The best lift of the week came from the look on the face of Captain Tom, whose fundraising for the NHS has now passed a mind boggling £30m, when the RAF arranged a flypast of Spitfires for his 100th birthday.  It is easy to be cynical about much of the news but sometimes you have to recognise simple goodness.

So there we are, living in the new normal.  Is it fine?  Of course it is because it has to be, except for the ways in which it isn't,  which I can do nothing about.  So it is a bit of tweaking of the formula, a bit more Welsh, a bit more running, a glass of wine or two fewer 
to stop it running away with me.  A bit more watching the birds.  A bit more watching the spring moving through the valley.

Where are you up to?  Is it changing for you as the weeks go on?  I hope you are safe and well.


  1. This comment has been removed by the author.

  2. There seems to be a problem with comments on the blog this time as quite a number of people have told me by email or whatsapp that they can't comment. I have no idea why that might be but with luck it will be ok on the next post!

  3. I think your observation about accepting the things we can't anything about is spot on.
    It sounds easy but I find it quite hard to put into practice on a continuing basis. As the weeks go by the sense and impact of living with so much uncertainty doesn't disappear. It may change its focus - of late I have been able to book a click and collect slot at the supermarket more easily, for example, but not being able to plan
    ahead with any degree of certainty is still a challenge for me.
    Your grandson's comment that he 'wants it really' is a great one. It sums up my mood on the more difficult days or parts of days.
    Let's see if Sunday's announcement gives more hope of having it really in the not too distant future ( whatever the 'it' is for each of us).

    Let's see if Sunday's announcement will provide more hope of having it really in the not too distant future!

    1. I totally agree with you about not being able to plan ahead. It is a real challenge to me too and I can feel the effort of training myself not to look ahead but to live in today is not unlike physical training of a muscle. I have to really consciously work at it. And does it get easier? Not very much if I am honest, maybe fractionally!

  4. Apologies - glitch led to near repeat of last sentence....

  5. It won't be Boris telling us what to do next, but the wonderfully named (in a press release) Fist Minister on Wales. And he do like to do different.....

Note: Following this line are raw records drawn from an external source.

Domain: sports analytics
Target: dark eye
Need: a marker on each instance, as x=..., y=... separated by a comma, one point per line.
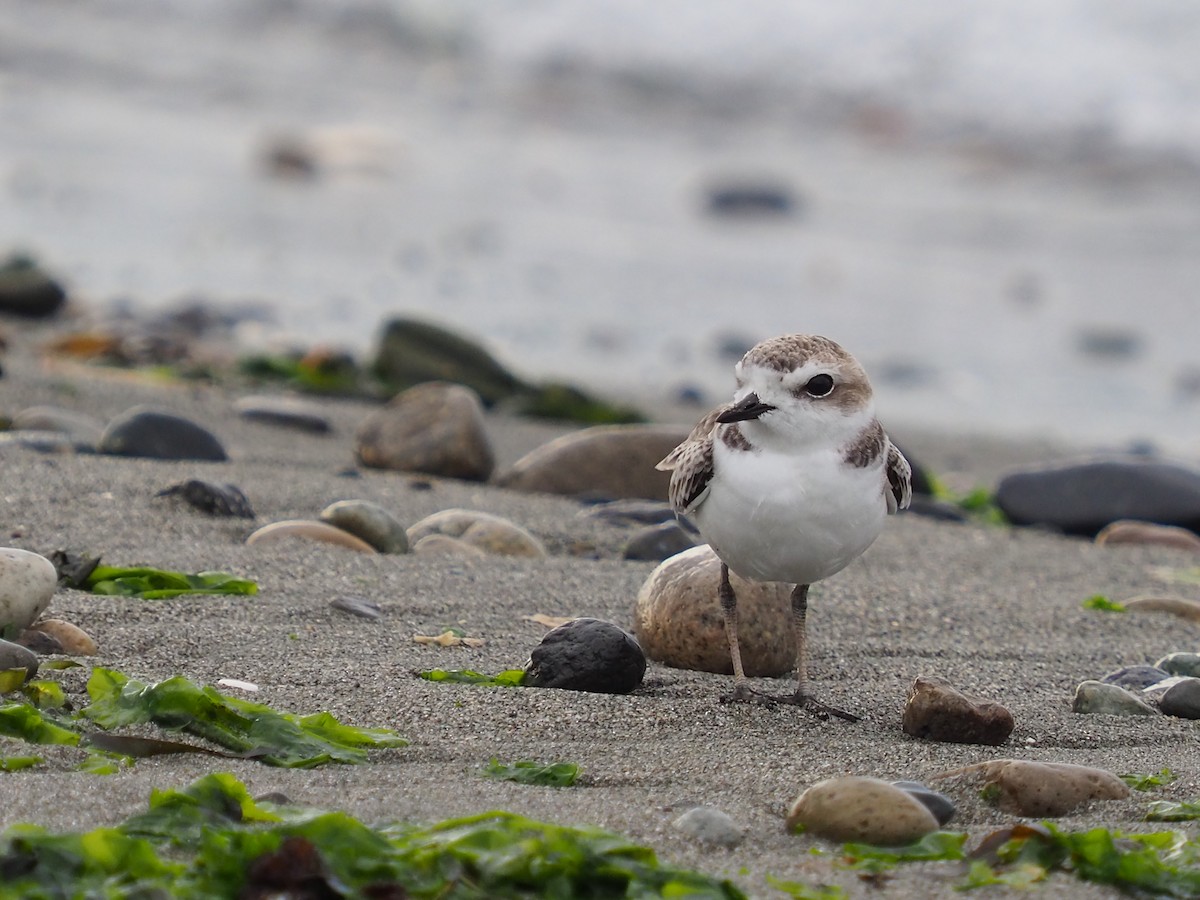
x=819, y=385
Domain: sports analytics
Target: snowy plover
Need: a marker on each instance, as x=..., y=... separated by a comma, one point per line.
x=791, y=481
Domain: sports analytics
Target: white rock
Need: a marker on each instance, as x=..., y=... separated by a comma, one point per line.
x=27, y=585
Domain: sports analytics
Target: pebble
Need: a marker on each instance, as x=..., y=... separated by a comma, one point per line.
x=1031, y=789
x=153, y=433
x=27, y=583
x=863, y=809
x=210, y=497
x=358, y=606
x=609, y=461
x=491, y=534
x=709, y=826
x=659, y=543
x=311, y=531
x=1135, y=678
x=369, y=521
x=1186, y=664
x=82, y=429
x=1128, y=531
x=443, y=545
x=587, y=655
x=27, y=291
x=1182, y=700
x=1085, y=498
x=412, y=352
x=941, y=805
x=283, y=412
x=1101, y=699
x=677, y=618
x=936, y=711
x=72, y=640
x=13, y=655
x=436, y=429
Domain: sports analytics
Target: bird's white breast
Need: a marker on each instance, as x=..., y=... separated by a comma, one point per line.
x=793, y=517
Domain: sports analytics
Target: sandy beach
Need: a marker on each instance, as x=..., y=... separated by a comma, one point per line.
x=995, y=611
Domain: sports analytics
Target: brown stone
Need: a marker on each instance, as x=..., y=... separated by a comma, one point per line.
x=1131, y=531
x=939, y=712
x=1043, y=789
x=435, y=427
x=677, y=618
x=491, y=534
x=610, y=461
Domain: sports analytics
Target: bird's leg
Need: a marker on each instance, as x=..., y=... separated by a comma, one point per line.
x=799, y=633
x=730, y=611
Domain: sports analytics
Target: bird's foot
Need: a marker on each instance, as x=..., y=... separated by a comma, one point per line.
x=821, y=711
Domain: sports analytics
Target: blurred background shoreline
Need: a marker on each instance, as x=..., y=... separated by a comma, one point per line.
x=996, y=208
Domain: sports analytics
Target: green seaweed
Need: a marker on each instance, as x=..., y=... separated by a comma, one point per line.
x=211, y=839
x=1103, y=604
x=148, y=583
x=251, y=729
x=508, y=678
x=1149, y=783
x=526, y=772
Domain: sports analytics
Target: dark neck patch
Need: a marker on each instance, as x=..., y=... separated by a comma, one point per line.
x=867, y=448
x=733, y=438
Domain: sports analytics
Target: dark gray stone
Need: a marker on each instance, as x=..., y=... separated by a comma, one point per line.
x=659, y=543
x=1081, y=499
x=1135, y=678
x=213, y=498
x=13, y=655
x=147, y=432
x=1186, y=664
x=1182, y=700
x=587, y=655
x=29, y=292
x=941, y=805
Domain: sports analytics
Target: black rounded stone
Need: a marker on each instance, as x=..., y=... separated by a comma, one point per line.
x=1081, y=499
x=587, y=655
x=156, y=435
x=941, y=805
x=1135, y=678
x=659, y=543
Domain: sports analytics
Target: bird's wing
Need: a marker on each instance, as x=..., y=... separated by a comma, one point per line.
x=691, y=465
x=899, y=472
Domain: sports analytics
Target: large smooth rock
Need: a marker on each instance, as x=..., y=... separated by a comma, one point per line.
x=412, y=352
x=27, y=291
x=27, y=585
x=864, y=809
x=491, y=534
x=610, y=461
x=1182, y=700
x=437, y=429
x=936, y=711
x=587, y=655
x=1043, y=789
x=677, y=618
x=157, y=435
x=369, y=521
x=1101, y=699
x=1083, y=499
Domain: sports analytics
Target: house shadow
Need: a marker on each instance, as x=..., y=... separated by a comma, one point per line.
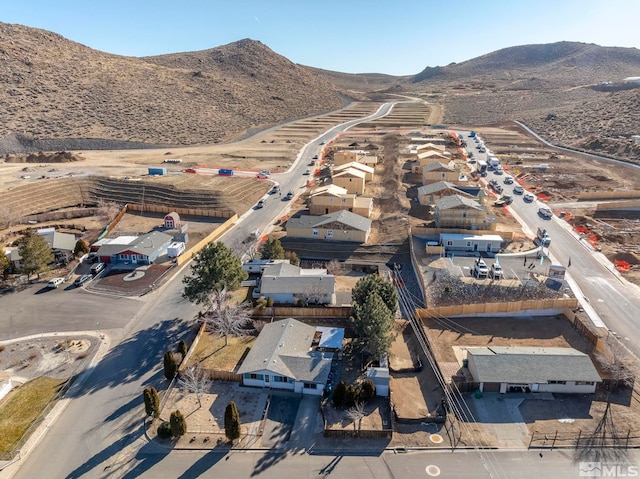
x=132, y=359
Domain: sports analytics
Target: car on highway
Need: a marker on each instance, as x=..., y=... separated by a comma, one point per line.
x=80, y=280
x=55, y=282
x=545, y=212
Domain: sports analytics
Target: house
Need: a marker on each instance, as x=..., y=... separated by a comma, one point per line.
x=172, y=220
x=286, y=283
x=141, y=250
x=457, y=211
x=347, y=156
x=428, y=194
x=62, y=245
x=440, y=172
x=470, y=242
x=368, y=170
x=282, y=358
x=339, y=226
x=331, y=198
x=524, y=369
x=351, y=179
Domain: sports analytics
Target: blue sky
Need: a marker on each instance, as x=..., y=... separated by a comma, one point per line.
x=355, y=36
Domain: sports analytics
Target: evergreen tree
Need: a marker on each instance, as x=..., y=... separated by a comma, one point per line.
x=272, y=249
x=178, y=424
x=81, y=248
x=232, y=422
x=35, y=252
x=151, y=402
x=170, y=365
x=215, y=267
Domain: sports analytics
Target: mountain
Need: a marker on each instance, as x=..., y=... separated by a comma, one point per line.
x=55, y=88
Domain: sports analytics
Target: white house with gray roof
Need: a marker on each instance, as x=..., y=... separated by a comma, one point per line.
x=285, y=283
x=283, y=358
x=524, y=369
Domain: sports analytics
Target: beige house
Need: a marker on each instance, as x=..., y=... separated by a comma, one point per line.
x=428, y=194
x=331, y=198
x=456, y=211
x=368, y=170
x=338, y=226
x=428, y=158
x=440, y=172
x=351, y=179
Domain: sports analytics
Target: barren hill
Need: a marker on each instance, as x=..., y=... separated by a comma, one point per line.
x=54, y=88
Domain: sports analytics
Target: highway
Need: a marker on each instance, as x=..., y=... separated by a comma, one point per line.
x=615, y=301
x=101, y=427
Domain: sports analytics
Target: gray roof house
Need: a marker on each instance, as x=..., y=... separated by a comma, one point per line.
x=282, y=358
x=285, y=283
x=507, y=369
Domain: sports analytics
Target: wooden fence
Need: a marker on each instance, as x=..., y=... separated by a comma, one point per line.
x=560, y=304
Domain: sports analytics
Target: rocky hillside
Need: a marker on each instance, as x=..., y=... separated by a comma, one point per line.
x=54, y=88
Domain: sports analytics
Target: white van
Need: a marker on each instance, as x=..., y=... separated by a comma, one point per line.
x=55, y=282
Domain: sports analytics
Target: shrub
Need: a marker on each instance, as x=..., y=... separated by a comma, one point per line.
x=339, y=394
x=170, y=365
x=177, y=424
x=164, y=430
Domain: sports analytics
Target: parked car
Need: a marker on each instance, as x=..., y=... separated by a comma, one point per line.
x=55, y=282
x=80, y=280
x=97, y=268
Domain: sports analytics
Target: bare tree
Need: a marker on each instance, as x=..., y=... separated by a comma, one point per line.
x=224, y=319
x=356, y=413
x=195, y=379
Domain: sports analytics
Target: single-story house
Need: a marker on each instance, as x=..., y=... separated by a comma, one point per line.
x=368, y=170
x=285, y=283
x=331, y=198
x=428, y=194
x=62, y=245
x=524, y=369
x=172, y=220
x=338, y=226
x=434, y=172
x=282, y=358
x=471, y=242
x=351, y=179
x=141, y=250
x=457, y=211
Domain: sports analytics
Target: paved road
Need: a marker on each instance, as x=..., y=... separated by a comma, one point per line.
x=37, y=309
x=100, y=430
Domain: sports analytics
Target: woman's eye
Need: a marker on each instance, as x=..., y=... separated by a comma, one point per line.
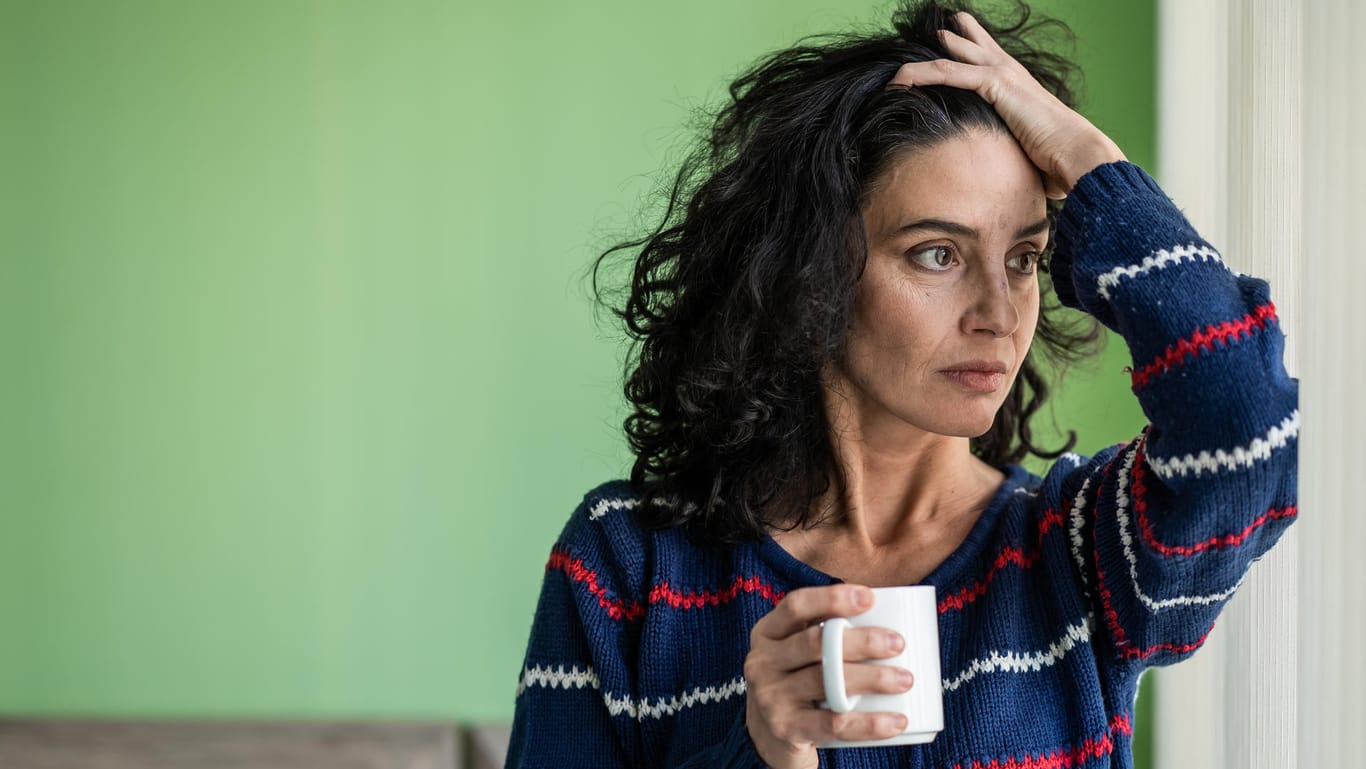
x=1025, y=262
x=936, y=257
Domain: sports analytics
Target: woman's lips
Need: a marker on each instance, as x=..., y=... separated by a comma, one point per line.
x=977, y=380
x=978, y=376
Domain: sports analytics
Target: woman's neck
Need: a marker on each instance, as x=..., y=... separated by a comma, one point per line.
x=895, y=478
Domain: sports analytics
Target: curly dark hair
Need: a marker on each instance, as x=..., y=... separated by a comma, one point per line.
x=743, y=292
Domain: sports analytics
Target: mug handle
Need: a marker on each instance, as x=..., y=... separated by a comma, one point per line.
x=832, y=665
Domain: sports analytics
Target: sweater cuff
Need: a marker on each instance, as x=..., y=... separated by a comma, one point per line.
x=1100, y=223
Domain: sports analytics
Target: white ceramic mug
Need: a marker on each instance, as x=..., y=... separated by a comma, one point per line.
x=911, y=612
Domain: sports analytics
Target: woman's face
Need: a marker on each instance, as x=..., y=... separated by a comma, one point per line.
x=948, y=301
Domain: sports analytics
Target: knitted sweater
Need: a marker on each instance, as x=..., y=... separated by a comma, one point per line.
x=1067, y=588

  6. Here it is = Welsh First Minister Mark Drakeford rolls over lockdown for another 3 week period with 3 modifications:

    1. Exercise can now be more than once a day

    2. Reopening garden centres

    3. Changing plans to look at how to reopen libraries and local recycling centres

    1. Well I can't object to any of that, in fact I would welcome it all, small scale though it is. I find it very hard to see a way back to anything like normal life. I also can't imagine that there will be serious differences between the rules of confinement in Scotland and Wales and those in England. I just don't see people continuing to comply as they mostly do at the moment if just a few miles away across the border things have eased significantly. I am also interested by how many of the people I know are clearly worried by the idea of lifting lockdown and a second wave of infections so I think the pressure to ease is the pressure to protect the economy more than pressure from individuals concerned about individual freedoms. We shall see I suppose.